I mean, I’m certainly not saying I am the smartest ever.  I am very smart in some ways, and not in others, just like most of the population.  I’m not saying that being smart makes me better than anyone, or that smarts are enough in isolation.  But given that I value all the smart people around me, what is it that stops me from valuing it in myself?  I guess girls aren’t supposed to be too smart, and even the smart ones shouldn’t talk about it too much.

Well, fuck that.  I am smart.  No qualifiers. So there.

(WHY was that so hard?)

Cookie the second:

Will draw for cookies, which I discovered today, because of this post.  I need that illustration as a printon my wall.  Stat. 

Cookie the third:

I think I might have posted this before.  But I LOVE EET

What does that even mean, anyway?

I have about a half a post written about language and how fuzzy it is, and in particular as regards women’s bodies.  I think it’s akin to the way the word ‘socialist’ and ‘liberal’ has been hijacked by the right in America.  They now mean things completely divorced from the original, specific meanings of the word.  I’m sure there are plenty of more Australian or general examples, but those are the two that jump out at me all the time, since I find them so jarring.  Especially since we have the big-L Liberals over here.

I think mostly it’s all tied up in the weird morality games we play with bodies.  Salad is ‘good’, pizza is ‘bad’.  (As one Shapely Prose commenter put it ‘it’s pizza for lunch, not genocide’*)  Fat doesn’t really mean fat – it means ugly, disgusting, unhealthy, unlovable, unworthy.  It doesn’t refer to how much we weigh, or our mass or our hip measurements, it’s about how we look – which is why a skinny girl can say ‘omg I am so fat!’ (code: I look ugly) and in the next breath assure someone like me ‘but you’re not fat at all!’ (code: but you are perfectly attractive!).

Pretty does not mean good to look at, it means fits a certain group of characteristics such as looking innocent and pure and also probably white.  Beautiful is reserved for people who are not virginal and aren’t trampy-sexy but who you’d still bang.  Sexy does not refer to people that you personally would like to have sex with, it means someone who has the required body shape and has spent the enourmous amounts of time neccessary to fit patriarchal standards of feminine beauty and is wearing appropriate clothes and shoes.  (Many times I catch myself thinking ‘yeah, she’s hot.  I don’t find her attractive, but she’s hot. What does that even mean omg.)
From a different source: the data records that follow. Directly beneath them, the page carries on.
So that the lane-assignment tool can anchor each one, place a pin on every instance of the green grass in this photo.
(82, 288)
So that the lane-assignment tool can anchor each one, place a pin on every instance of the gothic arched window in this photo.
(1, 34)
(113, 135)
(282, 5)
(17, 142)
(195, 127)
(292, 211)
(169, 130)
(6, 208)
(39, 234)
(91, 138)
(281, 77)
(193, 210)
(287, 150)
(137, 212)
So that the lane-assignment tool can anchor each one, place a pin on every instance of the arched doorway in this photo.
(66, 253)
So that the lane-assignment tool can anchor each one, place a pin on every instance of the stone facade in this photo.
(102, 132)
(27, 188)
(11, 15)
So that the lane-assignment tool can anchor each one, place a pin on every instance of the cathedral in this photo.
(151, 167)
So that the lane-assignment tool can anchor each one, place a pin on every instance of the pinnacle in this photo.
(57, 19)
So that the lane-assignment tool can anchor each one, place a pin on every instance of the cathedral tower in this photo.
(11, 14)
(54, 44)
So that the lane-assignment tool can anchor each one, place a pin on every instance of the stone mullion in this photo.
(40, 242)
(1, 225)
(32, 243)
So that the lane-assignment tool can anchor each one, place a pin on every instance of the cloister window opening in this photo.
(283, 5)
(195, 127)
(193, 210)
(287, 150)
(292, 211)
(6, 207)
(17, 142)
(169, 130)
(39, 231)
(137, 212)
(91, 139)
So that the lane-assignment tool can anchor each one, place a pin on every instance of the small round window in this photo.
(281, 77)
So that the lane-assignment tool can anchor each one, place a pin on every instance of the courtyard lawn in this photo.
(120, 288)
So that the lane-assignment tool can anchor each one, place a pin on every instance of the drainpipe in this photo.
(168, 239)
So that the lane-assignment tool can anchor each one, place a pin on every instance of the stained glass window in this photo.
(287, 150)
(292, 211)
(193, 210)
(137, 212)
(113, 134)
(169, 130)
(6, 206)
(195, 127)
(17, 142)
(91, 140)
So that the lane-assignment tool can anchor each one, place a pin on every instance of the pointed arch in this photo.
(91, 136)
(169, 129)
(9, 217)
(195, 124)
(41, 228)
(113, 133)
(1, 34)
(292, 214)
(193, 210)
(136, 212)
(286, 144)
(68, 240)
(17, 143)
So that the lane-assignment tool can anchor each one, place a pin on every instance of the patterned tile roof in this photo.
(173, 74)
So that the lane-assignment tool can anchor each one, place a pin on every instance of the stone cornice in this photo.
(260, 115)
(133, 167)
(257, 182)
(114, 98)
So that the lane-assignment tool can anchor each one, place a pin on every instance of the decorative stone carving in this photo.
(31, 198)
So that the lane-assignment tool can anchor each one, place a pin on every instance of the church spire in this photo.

And most present in the last few days, ‘flattering’ does not mean ‘makes you feel good’ or even ‘makes the most of what you’ve got’.  I means ‘fools people into thinking you are closer to the ‘ideal’ figure, ie tall, thin, hourglass, than you actually are.’  Already Pretty just posted today about different body shapes and how they look great and how, sure.  Minimize your hips if you want, but you don’t have to.  I can wear a flowey tunic dress that doesn’t accentuate my waist, if I like.  So there.  I don’t care about your abitrary rules, patriarchy/whoever else would like to become involved.  But likewise, there are things that other people can rock that I can’t – and that is awesome.  Why shouldn’t they?  Why shouldn’t we have options.

I mean, in reality we do.  But how many times have you heard someone say about someone else ‘that dress is so unflattering on her?’.  By which they mean, doesn’t hide her stomach, or you can’t tell that she has as much waist as she does, or it makes her boobs look MASSIVE.  Well, why shouldn’t it?  ‘Flattering’ should not mean ‘slimming’.  We already have a word for that!
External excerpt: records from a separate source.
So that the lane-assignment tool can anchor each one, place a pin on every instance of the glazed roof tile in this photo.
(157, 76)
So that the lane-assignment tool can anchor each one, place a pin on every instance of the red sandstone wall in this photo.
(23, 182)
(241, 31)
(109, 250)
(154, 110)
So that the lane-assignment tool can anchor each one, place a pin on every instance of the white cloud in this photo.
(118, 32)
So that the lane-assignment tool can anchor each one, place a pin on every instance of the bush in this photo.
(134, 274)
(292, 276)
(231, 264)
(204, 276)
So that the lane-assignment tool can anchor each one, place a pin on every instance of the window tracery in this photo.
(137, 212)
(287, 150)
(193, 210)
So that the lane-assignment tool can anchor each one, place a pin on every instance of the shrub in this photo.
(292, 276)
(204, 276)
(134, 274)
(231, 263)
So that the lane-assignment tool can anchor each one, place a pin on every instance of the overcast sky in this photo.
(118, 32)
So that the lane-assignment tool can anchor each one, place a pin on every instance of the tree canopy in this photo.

Anyway.  In a completely random aside, I was reminded yesterday of the ‘Yes, we can’ mashup video.  And I watched it today, and it still made me emotional and hopeful.  Sure, things never turn out that neat or easy.  Sure, America is fucked and K Rudd isn’t the messiah.  But I dare you to listen to that speech, to watch those artists, and not feel a bit of a tear in your eye and joy in your heart.  I DOUBLE DOG DARE YOU:

*I really really love Shapely Prose and the comment ecology over there.  It shifted my whole view of the world I live in, and I sort of feel like it’s the centre of my part of the internet, now.  If you have never read it, I genuinelly encourage you to at least go have a look – it’s not just for fatties!